Duvanny Yar, Russia - For millennia, layers of animal waste and other organic matter left behind by the creatures that used to roam the Arctic tundra have been sealed inside the frozen permafrost. Now climate change is thawing the permafrost and lifting this prehistoric ooze from suspended animation.
When the organic matter left behind by mammoths and other wildlife is exposed to the air by the thawing permafrost, microbes that have been dormant for thousands of years spring back into action.
As a by-product they emit carbon dioxide and -- even more damaging in terms of its impact on the climate -- methane gas. The microbes will start emitting these gases in enormous quantities.
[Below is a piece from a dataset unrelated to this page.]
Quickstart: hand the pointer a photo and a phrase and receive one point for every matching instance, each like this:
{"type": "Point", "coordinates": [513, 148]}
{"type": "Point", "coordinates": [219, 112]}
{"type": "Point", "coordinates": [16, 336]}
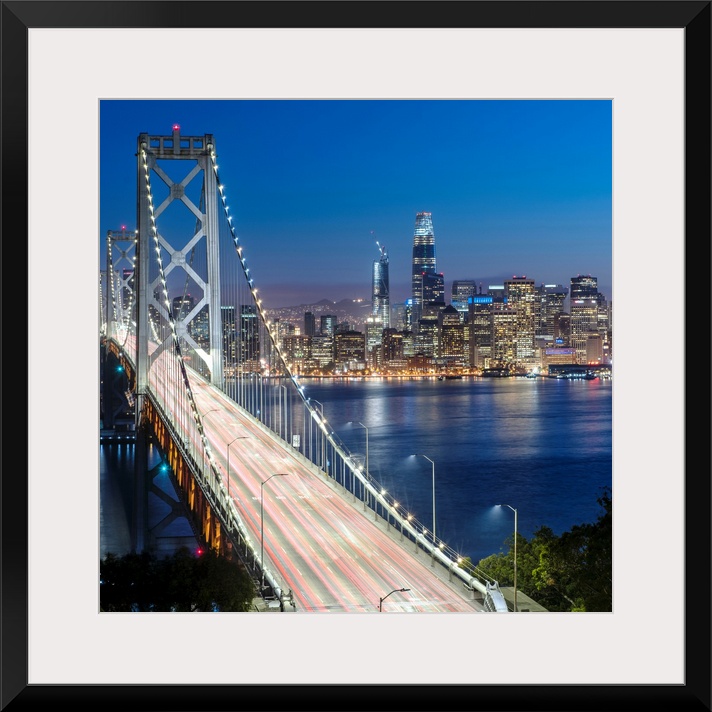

Yakutia, a region in the north-eastern corner of Siberia, the belt of permafrost containing the mammoth-era soil covers an area roughly the size of France and Germany combined.
U.S. government statistics show mankind emits about 7 billion tonnes of carbon a year. Permafrost areas hold 500 billion tonnes of carbon, which can fast turn into greenhouse gases.
The methane and carbon dioxide levels will increase as a result of permafrost degradation.
Permafrost stores a lot of carbon, with upper permafrost layers estimated to contain more organic carbon than is currently contained in the atmosphere.
Places that five or 10 years ago were empty tundra are now dotted with lakes -- a result of thawing permafrost. These 'thermokarst' lakes bubble with methane, over 20 times more potent as a greenhouse gas than carbon dioxide.